Milas pun kemudian mulai menceritakan masa lalunya yang kelam itu.

Dan dari ceritanya tersebut akhirnya aku mengetahui bahwa bukan aku saja yang mengalami masa-masa buruk sewaktu kecil, karna sewaktu Milas masih duduk di bangku sekolah dasar kelas 5 SD, Milas pernah mengalami pelecehan seksual yang dilakukan oleh seorang laki-laki yang bahkan tidak ia kenal sama sekali. Milas berkata kepadaku bahwa ia dilecehkan ketika ia sedang bermain di sebuah rental play station, yang mana waktu itu ketika sedang bermain di rental tersebut suasananya sedang cukup sepi, sehingga pria tersebut yang bahkan pada saat itu adalah pertama kalinya Milas melihat orang itu, mengajak Milas untuk mandi bersama dengannya. Milas yang pada saat itu masih kecil, benar-benar merasa takut dengan perawakan laki-laki yang berbadan besar dan dipenuhi oleh tatto tersebut alhasil membuatnya menyetujui ajakan pria itu tanpa pikir panjang lagi. "Toh cuma mandi bareng aja, gak masalah lah...." Pikirnya saat itu ketika ia menerima ajakan pria bertatto itu.

Saat mandi bersama itulah Milas berkata kepadaku bahwa ia merasa dilecehkan oleh pria bertatto itu, meskipun Milas tidak menceritakan secara detail kepadaku tentang apa yang terjadi di dalam kamar mandi saat itu, karna ia tidak ingin membuat rasa traumaku kembali atau bahkan lebih buruk lagi, namun dari kata 'Mengadu pedang' yang Milas lontarkan saja, aku rasa aku sudah cukup tau apa yang sudah terjadi pada saat itu, dari penjelasannya tersebut.

Semua cerita yang Milas ceritakan itu benar-benar mengejutkanku, selain itu sangat sulit untuk aku percaya, namun itu juga merupakan sesuatu hal yang aku rasa cukup mengerikan, bukan hanya masalah pelecehan saja, akan tetapi ini adalah kasus pelecehan sesama jenis dan di bawah umur sekaligus, yang mana untuk seseorang yang menyukai lawan jenis seperti Milas pastinya itu akan sangat membekas sekali didalam kehidupannya.
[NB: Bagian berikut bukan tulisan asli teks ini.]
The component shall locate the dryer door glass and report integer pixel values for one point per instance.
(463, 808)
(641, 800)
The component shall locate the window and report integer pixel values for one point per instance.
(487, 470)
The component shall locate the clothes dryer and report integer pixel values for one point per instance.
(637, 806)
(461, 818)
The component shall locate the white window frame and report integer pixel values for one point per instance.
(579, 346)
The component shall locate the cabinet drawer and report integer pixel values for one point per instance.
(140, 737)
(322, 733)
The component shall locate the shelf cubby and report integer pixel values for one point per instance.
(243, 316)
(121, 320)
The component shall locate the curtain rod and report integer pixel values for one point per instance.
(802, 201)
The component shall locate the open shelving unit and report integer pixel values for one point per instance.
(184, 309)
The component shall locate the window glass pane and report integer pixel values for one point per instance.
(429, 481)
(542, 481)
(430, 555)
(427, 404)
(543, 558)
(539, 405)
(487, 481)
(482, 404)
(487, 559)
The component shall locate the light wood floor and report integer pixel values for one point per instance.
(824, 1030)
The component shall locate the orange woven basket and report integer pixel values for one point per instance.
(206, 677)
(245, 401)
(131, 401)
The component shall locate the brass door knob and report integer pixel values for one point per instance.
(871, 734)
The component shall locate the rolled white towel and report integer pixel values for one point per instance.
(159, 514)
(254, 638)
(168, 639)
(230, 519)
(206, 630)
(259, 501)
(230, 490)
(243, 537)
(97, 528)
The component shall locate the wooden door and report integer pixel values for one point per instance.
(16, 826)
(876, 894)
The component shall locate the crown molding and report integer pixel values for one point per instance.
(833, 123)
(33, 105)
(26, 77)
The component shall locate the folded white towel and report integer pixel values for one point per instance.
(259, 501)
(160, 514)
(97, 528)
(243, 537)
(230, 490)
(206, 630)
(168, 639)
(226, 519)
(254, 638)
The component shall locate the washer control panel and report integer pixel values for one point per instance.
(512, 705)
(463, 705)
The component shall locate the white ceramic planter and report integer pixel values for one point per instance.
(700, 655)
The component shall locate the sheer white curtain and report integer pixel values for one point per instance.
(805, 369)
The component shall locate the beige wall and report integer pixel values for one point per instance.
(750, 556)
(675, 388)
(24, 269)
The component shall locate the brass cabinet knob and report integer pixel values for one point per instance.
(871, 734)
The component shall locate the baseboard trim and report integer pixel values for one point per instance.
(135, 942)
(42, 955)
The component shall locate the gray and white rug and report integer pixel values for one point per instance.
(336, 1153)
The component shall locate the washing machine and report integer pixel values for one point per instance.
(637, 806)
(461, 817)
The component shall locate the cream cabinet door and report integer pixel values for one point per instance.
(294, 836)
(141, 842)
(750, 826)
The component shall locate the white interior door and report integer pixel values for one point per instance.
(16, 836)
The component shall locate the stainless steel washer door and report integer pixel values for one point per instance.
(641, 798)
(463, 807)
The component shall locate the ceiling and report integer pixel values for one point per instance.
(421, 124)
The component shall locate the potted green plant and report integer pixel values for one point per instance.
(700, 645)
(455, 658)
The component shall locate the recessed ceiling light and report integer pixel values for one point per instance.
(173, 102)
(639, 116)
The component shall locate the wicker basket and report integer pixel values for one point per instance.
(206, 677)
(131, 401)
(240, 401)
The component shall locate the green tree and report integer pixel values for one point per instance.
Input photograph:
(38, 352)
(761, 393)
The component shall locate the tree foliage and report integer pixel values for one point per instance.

Jujur saja bahkan aku tidak dapat membayangkan apa yang sebenarnya Milas rasakan ketika ia memberanikan dirinya bercerita seperti itu kepadaku, karna jika itu aku, aku pasti sudah muntah-muntah karna trauma yang aku rasakan itu. Ditambah lagi, aku yang bahkan tidak melihat orang-orang brengsek itu melecehkanku saja, aku sudah merasa seperti hidup di neraka setelahnya, terlebih ketika aku tau mereka masih hidup damai diluar sana, dan disinilah Milas orang yang melihat itu semua terjadi, dengan penuh keberanian menceritakan semua itu kepadaku. Selain merasa iba, seketika aku merasa kagum kepadanya saat itu juga.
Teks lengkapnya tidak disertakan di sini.